Just because a game has become a community’s standard, however, does not mean it is flawless: only that it has become the best measure of a complicated and subjective formula of success. To be a critical gamer, we must be willing to see the faults in our favorites. We must also acknowledge that games do not stand isolated from each other: our entire library of video games has been a product not only of creating new ideas, but on making old ideas better. It is how human society, as a whole, progresses, from science to art. In short: we must accept that examining similar games in a genre is almost always a more complicated argument than “it’s just a clone.”
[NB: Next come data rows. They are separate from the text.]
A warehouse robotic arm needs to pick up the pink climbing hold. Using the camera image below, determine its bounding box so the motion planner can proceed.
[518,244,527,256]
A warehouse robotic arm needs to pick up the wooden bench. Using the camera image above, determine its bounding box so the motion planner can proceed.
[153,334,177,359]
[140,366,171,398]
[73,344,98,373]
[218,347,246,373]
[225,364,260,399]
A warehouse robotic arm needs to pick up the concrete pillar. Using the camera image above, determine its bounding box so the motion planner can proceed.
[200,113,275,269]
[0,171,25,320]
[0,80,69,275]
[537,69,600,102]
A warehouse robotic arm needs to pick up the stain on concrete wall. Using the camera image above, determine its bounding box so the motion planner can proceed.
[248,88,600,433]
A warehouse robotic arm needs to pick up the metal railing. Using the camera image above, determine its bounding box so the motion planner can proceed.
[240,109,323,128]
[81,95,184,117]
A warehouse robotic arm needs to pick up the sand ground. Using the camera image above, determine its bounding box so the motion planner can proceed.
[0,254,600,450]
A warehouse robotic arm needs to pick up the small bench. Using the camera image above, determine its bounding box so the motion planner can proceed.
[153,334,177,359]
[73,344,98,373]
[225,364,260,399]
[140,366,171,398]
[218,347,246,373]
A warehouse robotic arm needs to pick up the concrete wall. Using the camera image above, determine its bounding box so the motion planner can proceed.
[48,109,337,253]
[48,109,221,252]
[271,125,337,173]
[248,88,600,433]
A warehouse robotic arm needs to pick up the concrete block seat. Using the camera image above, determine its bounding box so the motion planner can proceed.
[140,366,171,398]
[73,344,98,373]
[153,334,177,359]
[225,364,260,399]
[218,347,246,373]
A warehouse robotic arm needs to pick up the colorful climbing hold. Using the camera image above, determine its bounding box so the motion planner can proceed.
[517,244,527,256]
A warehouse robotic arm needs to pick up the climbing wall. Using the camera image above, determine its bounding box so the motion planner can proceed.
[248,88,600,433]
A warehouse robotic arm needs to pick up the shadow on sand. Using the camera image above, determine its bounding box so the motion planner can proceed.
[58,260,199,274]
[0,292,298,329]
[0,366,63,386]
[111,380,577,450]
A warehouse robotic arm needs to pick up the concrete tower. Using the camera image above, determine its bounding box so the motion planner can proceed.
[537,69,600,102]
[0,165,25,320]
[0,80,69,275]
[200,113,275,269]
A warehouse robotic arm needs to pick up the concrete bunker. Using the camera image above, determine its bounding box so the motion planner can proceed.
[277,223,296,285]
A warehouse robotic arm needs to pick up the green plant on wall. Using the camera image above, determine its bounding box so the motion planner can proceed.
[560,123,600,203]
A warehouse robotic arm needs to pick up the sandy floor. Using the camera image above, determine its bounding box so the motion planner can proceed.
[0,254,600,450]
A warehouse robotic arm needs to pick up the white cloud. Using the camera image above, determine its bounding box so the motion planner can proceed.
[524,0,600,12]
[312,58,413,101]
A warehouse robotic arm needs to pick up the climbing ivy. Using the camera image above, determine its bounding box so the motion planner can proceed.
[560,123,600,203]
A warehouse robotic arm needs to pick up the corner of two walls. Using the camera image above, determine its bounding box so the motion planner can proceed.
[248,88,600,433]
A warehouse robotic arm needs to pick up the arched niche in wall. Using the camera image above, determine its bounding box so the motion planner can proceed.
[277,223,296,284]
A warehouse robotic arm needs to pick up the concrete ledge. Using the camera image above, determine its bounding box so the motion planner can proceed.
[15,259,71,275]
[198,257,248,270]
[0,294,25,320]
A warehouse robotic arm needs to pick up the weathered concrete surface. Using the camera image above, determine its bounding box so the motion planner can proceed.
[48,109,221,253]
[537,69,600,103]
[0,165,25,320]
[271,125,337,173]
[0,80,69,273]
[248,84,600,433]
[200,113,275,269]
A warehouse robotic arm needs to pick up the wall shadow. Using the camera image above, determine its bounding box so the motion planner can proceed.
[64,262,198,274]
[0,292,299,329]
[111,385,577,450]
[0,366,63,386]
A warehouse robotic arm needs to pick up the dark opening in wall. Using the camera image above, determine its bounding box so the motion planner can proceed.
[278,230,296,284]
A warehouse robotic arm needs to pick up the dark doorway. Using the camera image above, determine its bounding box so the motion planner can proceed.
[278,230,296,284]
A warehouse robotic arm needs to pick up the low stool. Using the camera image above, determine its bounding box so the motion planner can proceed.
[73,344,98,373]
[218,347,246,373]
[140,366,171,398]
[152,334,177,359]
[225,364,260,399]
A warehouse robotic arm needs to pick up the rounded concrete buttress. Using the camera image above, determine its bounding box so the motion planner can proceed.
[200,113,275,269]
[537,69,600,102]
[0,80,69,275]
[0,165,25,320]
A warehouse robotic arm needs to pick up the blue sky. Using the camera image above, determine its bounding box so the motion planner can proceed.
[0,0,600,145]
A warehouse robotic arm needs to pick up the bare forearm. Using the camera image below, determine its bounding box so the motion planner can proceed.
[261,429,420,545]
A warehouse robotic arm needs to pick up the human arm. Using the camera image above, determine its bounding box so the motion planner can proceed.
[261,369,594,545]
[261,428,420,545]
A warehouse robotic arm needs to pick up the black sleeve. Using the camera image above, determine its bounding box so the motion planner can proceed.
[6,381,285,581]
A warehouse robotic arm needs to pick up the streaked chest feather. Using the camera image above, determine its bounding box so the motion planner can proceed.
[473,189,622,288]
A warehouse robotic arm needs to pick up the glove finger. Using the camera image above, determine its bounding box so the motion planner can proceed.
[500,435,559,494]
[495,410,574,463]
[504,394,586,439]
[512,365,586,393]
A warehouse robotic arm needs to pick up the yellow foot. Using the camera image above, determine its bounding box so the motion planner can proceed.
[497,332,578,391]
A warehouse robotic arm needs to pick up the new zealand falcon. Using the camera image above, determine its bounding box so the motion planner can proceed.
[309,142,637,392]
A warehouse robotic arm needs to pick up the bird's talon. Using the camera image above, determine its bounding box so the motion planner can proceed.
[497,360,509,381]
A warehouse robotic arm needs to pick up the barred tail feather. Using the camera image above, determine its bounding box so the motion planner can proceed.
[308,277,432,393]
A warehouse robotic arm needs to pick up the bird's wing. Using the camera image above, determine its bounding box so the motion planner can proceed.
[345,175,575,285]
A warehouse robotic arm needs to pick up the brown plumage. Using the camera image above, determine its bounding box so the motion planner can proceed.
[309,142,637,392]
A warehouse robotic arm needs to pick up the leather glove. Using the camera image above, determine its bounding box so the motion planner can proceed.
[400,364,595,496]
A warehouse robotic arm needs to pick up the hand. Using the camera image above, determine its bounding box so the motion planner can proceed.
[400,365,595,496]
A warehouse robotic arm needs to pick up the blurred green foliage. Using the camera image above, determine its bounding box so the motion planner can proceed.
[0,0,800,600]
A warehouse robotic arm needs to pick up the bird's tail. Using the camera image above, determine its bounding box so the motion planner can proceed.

I will make comparisons to Minecraft as I continue. These comparisons are not made to determine Creativerse’s status as a clone, but to serve as a common point of reference. While core gameplay mechanics are similar, I believe that Creativerse is a truly different game.
A Fresh Experience
The new player experience in Creativerse can be a little disorienting, even for Minecraft veterans. After the world is generated, your character is spawned in a random location in the world with only two hints on how to progress. The first of these hints is a small note in your inventory that suggests you should find shelter before the end of the night if you’re to survive. The second of these hints, though it may go unnoticed at first, is a gear icon on your compass. If you do follow this beacon, you’ll find yourself at the nearest crafting station, where you should build your first little shelter before night falls.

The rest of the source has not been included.